Once investigators began to look aggressively at possible fraud cases it was not difficult to find abuse, Rachel said.

In one case, he said, he was accompanied on a search of a home by female deputies who stood in amazement upon finding a small pile of designer purses, some worth $600. In others, they found stacks of $100 bills. And although homesteads are by state law exempt from calculating assets, Rachel said one case was prosecuted when investigators determined a couple were somehow paying a $2,255 monthly mortgage but telling human services workers they earned no more than $2,040 a month.

To avoid prosecution, some recipients simply showed up with large amounts of cash to pay restitution, Rachel said. "[They'd say], 'Hey, how about we just come in and give you a lot of cash?'" he said.

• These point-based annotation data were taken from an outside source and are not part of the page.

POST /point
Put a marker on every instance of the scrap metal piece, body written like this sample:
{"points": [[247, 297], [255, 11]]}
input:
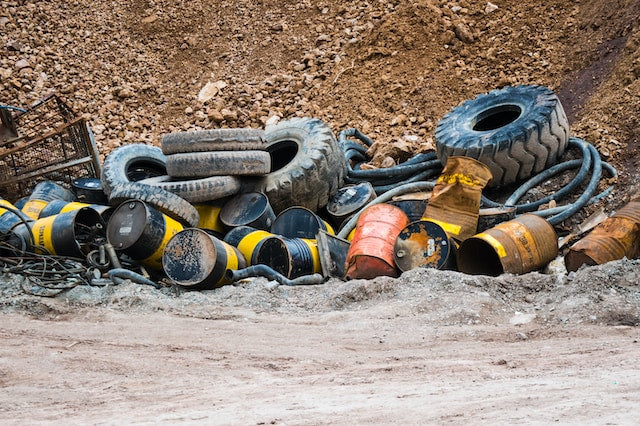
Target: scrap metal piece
{"points": [[333, 254]]}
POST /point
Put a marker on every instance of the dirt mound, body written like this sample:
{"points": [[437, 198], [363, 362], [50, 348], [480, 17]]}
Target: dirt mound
{"points": [[603, 295]]}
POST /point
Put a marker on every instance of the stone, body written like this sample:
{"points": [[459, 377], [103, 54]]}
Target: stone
{"points": [[463, 32], [490, 7], [229, 115], [211, 90], [22, 63]]}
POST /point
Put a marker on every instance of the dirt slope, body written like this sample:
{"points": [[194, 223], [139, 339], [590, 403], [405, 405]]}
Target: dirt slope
{"points": [[430, 347]]}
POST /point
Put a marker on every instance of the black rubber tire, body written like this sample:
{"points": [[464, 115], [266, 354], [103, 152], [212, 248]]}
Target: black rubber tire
{"points": [[218, 163], [163, 201], [197, 190], [213, 140], [517, 131], [131, 163], [309, 166]]}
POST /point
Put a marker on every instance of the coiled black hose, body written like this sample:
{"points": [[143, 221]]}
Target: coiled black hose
{"points": [[590, 163], [418, 168], [271, 274]]}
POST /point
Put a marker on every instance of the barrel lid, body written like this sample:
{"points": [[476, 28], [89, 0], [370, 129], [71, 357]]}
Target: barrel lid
{"points": [[350, 199], [423, 244], [127, 223], [189, 257], [273, 252], [297, 222], [243, 209]]}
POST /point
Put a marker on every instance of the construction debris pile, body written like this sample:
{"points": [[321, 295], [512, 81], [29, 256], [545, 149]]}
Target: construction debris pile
{"points": [[216, 206]]}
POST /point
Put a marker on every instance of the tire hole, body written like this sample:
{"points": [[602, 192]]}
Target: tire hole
{"points": [[496, 117], [282, 153], [139, 170]]}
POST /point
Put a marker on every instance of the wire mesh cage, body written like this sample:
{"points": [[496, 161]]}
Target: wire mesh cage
{"points": [[52, 143]]}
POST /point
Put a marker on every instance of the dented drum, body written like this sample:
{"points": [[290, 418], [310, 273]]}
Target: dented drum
{"points": [[371, 253], [299, 222], [141, 232], [524, 244], [197, 260], [292, 257], [617, 237], [68, 234], [248, 240], [424, 244]]}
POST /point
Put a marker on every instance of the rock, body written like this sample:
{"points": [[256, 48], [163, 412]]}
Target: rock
{"points": [[463, 32], [229, 115], [125, 92], [211, 90], [22, 63], [149, 19], [490, 7], [387, 162], [399, 120], [14, 46]]}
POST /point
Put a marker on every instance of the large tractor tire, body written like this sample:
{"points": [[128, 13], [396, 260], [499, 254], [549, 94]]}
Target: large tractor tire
{"points": [[198, 190], [213, 140], [517, 131], [218, 163], [132, 163], [163, 201], [307, 165]]}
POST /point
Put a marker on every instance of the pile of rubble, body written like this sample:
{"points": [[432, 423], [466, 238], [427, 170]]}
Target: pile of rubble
{"points": [[215, 206]]}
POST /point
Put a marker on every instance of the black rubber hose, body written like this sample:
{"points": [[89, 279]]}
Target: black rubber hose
{"points": [[402, 189], [585, 166], [271, 274], [23, 219], [415, 178], [355, 133], [586, 195], [118, 275]]}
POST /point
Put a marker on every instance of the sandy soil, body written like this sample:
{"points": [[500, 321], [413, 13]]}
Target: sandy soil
{"points": [[429, 347], [370, 366]]}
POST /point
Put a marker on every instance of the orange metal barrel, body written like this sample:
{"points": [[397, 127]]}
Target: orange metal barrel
{"points": [[615, 238], [518, 246], [371, 253]]}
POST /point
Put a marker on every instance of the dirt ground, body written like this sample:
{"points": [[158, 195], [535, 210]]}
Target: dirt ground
{"points": [[429, 347]]}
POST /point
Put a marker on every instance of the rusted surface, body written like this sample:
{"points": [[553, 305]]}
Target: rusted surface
{"points": [[197, 260], [455, 203], [615, 238], [299, 222], [291, 257], [424, 244], [371, 251], [524, 244]]}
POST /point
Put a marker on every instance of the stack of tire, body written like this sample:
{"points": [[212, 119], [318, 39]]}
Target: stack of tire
{"points": [[295, 162]]}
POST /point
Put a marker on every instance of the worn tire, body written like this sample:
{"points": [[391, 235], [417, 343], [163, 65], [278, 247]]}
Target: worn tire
{"points": [[308, 165], [131, 163], [213, 140], [197, 190], [517, 131], [218, 163], [163, 201]]}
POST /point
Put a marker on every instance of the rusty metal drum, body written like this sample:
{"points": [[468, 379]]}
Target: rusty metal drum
{"points": [[521, 245], [424, 244], [616, 237], [197, 260], [371, 253]]}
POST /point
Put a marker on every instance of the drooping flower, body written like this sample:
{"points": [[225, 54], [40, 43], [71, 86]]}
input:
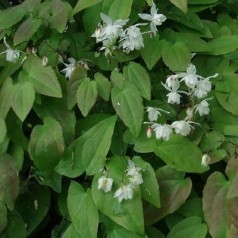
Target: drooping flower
{"points": [[149, 132], [105, 183], [109, 30], [205, 160], [183, 127], [134, 174], [202, 108], [190, 78], [124, 192], [68, 70], [162, 131], [154, 18], [172, 81], [132, 39], [11, 55], [174, 96], [202, 89]]}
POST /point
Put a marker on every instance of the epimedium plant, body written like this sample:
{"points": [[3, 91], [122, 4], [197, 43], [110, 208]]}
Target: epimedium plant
{"points": [[118, 119]]}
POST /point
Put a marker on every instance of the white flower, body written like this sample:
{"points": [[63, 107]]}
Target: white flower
{"points": [[153, 113], [135, 176], [11, 55], [105, 183], [202, 108], [154, 18], [189, 113], [109, 30], [132, 169], [182, 127], [149, 132], [190, 78], [174, 96], [202, 88], [136, 179], [172, 81], [131, 39], [205, 160], [162, 131], [124, 192], [45, 61], [68, 70]]}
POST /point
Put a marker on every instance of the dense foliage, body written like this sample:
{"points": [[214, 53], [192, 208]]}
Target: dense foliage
{"points": [[119, 118]]}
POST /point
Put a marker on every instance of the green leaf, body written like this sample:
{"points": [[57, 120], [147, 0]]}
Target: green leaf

One of the cases involved the use of personal care assistants, an area where public expenditures grew by 164 percent in the five years ending in 2007 and which remains "unacceptably vulnerable to fraud and abuse," according to a recent legislative auditor's report. Investigators said they found that the state was paying personal-care-assistant money for the care that a teenager provided for her disabled mother, even though time slips claimed the daughter was helping when she was in class at high school. As part of a guilty plea, the mother and her husband were ordered to pay $74,000 in restitution, according to court documents.

Malinskiy, a Ukrainian immigrant who was self-employed, declined to talk about his case, in which he pleaded guilty and has paid restitution. "I don't trust people in America," he told a reporter last week. His lawyer, Bob Oleisky, said his client admittedly did not disclose "all of the pertinent information" regarding his assets, but said Malinskiy "took responsibility from the get go" once investigators arrived.

'A crime is a crime'

In some cases, a county's aggressiveness can be tied to whether sheriff's deputies -- who are more inclined to seek criminal charges than administrative resolutions -- are in charge of investigations as opposed to county human service workers. In Chisago County, sheriff's deputy Karl Schreck in October replaced a county human services worker as the lead fraud investigator. Of the 45 cases he is now looking at, Schreck said, he will push to prosecute as many as eight of them. "I'm a cop," he said. "A crime is a crime."

Even in Anoka County, Sally Cleveland said the difference in attitude between police and human service workers can be seen. Somebody whose job involves prosecuting criminals has a different perspective, said Cleveland, who supervises the county's welfare fraud investigations. "I happen to believe most of the people who are receiving the benefits are not lying."